Nasza Loteria SR - pasek na kartach artykułów

Mieszkańcy bloku przy ulicy Nowej skarżą się na fatalny stan budynku. WTBS lekceważy ich prośby

Agnieszka Jędrzejczak
Pan Ryszard uważa, że blok wygląda jakby miał ponad 20 lat, mimo że został wybudowany niecałe 10 lat temu
Pan Ryszard uważa, że blok wygląda jakby miał ponad 20 lat, mimo że został wybudowany niecałe 10 lat temu Krzysztof Szymczak
Mieszkańcy bloku przy ulicy Nowej skarżą się na fatalny stan budynku. Twierdzą, że WTBS lekceważy ich prośby o remonty.

Sypiący się na głowę tynk, zapadające się chodniki, wilgoć i oblepione pajęczynami klatki schodowe - tak w dużym skrócie mieszkańcy bloku przy ulicy Nowej w Łodzi opisują stan budynku, w którym mieszkają. Ich zdaniem blok jest zaniedbany i zapomniany przez Widzewskie Towarzystwo Budownictwa Społecznego.

- Blok ma około 10 lat, ale wygląda na 25. Najwyraźniej został wybudowany po kosztach - wszystko się sypie, zapada, podchodzi wilgocią, a nasze prośby o interwencję są ignorowane. Remonty robione są sporadycznie i po łebkach - denerwuje się pan Ryszard, mieszkaniec bloku przy ulicy Nowej 40/44.
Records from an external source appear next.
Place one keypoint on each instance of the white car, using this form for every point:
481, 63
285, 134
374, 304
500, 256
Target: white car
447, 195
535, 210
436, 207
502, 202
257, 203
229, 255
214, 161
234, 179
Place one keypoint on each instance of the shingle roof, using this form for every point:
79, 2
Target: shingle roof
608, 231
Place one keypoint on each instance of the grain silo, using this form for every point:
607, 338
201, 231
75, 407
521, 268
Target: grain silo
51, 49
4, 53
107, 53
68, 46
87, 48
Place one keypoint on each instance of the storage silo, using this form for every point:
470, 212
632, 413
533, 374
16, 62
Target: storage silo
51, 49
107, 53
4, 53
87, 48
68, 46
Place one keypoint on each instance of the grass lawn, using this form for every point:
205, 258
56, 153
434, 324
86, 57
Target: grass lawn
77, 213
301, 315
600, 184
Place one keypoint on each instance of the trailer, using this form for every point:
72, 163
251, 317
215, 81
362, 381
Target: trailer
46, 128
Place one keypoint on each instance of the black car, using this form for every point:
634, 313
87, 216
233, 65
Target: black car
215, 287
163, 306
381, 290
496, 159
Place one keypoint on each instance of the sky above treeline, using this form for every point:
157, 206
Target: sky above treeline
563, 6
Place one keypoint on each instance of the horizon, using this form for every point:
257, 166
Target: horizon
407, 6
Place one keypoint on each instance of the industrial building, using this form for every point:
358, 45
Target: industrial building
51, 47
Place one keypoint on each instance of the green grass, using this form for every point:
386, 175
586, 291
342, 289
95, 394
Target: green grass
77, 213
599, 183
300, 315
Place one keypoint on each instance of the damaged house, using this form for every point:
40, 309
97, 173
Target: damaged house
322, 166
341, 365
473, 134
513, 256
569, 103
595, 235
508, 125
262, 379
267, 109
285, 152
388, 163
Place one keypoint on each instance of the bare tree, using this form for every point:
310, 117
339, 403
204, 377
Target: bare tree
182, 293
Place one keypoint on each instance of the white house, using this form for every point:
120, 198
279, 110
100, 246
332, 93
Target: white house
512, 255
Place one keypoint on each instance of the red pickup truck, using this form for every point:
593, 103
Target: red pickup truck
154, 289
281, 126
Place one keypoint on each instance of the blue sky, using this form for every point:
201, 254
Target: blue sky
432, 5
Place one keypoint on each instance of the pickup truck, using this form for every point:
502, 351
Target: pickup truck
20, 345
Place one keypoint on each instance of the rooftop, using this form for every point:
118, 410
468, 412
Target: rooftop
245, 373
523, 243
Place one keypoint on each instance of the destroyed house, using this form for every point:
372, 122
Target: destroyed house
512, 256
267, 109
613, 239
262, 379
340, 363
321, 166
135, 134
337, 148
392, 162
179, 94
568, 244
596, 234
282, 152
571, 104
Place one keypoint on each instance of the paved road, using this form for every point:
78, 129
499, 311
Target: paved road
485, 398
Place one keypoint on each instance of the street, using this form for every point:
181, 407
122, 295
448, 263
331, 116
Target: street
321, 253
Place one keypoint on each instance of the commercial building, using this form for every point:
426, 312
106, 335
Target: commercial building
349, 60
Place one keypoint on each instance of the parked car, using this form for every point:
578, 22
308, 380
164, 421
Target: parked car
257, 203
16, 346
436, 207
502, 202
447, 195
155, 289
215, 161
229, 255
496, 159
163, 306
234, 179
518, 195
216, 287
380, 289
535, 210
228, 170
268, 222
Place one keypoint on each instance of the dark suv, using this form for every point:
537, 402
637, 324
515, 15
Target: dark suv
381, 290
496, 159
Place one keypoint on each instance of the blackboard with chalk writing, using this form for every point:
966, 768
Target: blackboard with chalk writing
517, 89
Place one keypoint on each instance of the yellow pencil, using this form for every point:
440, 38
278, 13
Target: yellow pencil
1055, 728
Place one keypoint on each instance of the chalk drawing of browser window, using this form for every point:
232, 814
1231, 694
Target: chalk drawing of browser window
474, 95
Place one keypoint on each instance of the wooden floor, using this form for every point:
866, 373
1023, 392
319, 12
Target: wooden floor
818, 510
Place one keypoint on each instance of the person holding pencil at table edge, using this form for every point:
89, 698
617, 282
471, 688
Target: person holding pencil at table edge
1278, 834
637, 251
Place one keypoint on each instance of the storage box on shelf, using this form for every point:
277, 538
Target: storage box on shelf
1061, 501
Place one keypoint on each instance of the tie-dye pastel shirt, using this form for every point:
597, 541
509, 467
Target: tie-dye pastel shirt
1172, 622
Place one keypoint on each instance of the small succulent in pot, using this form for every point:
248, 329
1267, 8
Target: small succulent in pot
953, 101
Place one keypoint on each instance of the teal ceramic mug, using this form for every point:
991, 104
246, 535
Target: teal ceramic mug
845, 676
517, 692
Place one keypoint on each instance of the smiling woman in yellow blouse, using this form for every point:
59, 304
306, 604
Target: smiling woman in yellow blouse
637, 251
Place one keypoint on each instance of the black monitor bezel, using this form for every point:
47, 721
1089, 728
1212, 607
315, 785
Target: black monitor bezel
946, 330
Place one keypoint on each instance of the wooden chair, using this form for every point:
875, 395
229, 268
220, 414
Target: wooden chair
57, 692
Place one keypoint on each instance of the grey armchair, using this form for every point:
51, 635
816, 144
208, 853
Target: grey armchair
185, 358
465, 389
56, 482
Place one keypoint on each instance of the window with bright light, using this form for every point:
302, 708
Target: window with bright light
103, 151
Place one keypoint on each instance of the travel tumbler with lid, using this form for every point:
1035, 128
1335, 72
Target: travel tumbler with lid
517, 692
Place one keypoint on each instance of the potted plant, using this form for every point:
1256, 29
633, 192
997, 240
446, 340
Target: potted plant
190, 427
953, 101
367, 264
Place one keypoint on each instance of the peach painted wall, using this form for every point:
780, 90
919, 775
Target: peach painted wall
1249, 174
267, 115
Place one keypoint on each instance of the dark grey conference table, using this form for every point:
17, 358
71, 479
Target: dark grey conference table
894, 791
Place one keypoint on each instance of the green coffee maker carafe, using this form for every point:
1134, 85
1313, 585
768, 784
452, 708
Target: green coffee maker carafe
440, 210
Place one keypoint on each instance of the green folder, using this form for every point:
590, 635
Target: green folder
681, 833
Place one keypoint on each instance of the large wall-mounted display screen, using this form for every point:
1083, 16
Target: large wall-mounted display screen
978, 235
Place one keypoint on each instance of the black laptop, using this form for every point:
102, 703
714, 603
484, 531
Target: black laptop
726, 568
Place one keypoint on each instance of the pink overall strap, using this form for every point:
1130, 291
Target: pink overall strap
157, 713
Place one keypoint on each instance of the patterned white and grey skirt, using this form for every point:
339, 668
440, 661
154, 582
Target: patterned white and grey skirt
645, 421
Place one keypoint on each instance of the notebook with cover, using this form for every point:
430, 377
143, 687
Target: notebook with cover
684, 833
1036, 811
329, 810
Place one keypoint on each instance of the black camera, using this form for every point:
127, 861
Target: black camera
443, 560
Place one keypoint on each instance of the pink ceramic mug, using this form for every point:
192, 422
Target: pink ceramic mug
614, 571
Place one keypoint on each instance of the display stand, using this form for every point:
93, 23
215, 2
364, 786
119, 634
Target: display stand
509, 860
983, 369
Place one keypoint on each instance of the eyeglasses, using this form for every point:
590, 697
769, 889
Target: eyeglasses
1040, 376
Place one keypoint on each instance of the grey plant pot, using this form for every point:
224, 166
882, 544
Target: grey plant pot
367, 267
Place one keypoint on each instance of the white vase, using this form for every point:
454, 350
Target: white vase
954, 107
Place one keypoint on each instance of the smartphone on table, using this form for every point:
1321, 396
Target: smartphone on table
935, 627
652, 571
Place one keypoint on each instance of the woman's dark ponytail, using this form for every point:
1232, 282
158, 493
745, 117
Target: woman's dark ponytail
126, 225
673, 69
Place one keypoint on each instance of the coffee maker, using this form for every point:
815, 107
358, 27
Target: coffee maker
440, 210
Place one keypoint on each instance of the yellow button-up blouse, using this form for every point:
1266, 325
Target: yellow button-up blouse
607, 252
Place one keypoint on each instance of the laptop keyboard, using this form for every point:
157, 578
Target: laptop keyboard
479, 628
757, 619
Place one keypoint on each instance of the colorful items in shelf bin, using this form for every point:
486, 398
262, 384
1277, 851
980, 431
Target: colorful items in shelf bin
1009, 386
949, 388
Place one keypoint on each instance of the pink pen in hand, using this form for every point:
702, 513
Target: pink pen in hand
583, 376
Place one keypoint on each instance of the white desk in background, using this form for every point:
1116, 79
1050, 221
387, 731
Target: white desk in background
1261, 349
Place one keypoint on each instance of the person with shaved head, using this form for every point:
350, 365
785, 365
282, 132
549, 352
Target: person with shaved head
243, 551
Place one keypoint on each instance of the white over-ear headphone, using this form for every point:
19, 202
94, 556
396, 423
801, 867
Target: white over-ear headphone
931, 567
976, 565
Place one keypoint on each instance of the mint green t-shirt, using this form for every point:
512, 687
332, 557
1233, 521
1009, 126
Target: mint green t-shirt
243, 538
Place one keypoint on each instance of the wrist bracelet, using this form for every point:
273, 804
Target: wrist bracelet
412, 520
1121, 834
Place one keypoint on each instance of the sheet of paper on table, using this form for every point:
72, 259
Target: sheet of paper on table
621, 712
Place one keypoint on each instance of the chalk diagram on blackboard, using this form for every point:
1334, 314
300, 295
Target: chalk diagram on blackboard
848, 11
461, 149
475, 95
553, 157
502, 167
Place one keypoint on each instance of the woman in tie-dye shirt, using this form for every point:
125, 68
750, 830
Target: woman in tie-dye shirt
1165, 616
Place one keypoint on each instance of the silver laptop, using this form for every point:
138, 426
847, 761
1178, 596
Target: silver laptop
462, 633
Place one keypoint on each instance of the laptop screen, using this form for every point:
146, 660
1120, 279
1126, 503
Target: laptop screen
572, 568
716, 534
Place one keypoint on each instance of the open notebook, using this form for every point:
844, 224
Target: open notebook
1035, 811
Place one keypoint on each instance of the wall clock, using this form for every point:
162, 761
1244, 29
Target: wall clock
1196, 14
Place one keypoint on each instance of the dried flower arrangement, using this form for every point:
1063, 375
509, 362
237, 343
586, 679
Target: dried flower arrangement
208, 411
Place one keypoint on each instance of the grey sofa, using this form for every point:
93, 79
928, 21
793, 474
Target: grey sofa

Lokatorzy wspominają, że ostatnimi poważnymi pracami, których nie mogli się doprosić od administratora, był remont elewacji, np. na balkonach. Kilkuletnia farba na ścianach zaczęła się łuszczyć i odpadać, w niektórych przypadkach razem z tynkiem. A to było niebezpieczne dla przechodzących osób, bo tynk mógł spaść komuś na głowę.

- Budynek nie był konserwowany przed zimą ani też po zimie, ściany naciągają wilgocią i wychodzi zagrzybienie - oburza się pani Małgorzata, mieszkanka WTBS przy Nowej. - Po wielu naszych prośbach pracownicy zaczęli remontować balkony, ale tylko niektóre i szybko stracili zapał. Płacimy wysoki czynsz, a jesteśmy lekceważeni. WTBS sporadycznie odpowiada na pisma lub je całkowicie lekceważy - dodaje.

W najgorszym stanie, prócz sypiących się balkonów i zapadającej kostki na chodniku i parkingu, wydaje się być jedna ze ścian od strony podwórka. Praktycznie cała pokryta jest zielonoczarnym nalotem. Mieszkańcy obawiają się, że może to być zagrzybienie, a administracja nic z tym nie robi. Zaniedbane są klatki schodowe, które zdaniem mieszkańców sprzątane są za rzadko. Problem jest z instalacją, bo żarówki na klatkach przepalają się po kilku dniach.

Na wymianę mieszkańcy - jak opowiadają - czekają nawet dwa tygodnie. Widzewskie Towarzystwo Budownictwa Społecznego odpiera zarzuty i twierdzi, że budynek jest objęty stałą konserwacją firmy hydraulicznej, elektrycznej i gazowej. Pracownicy tych firm pełnią całodobowe dyżury w ramach pogotowia mieszkaniowego. Dodatkowo na bieżące remonty zaplanowano ponad 100 tysięcy złotych, co według WTBS jest jedną piątą nakładów przeznaczonych na prace 31 budynków należących do WTBS.

- Każda awaria usuwana jest w trybie pilnym, a administrator posesji z inspektorem nadzoru minimum dwa razy w tygodniu sprawdzają stan techniczny i porządek na posesji - zapewnia Krzysztof Kozarski, członek zarządu Widzewskiego TBS.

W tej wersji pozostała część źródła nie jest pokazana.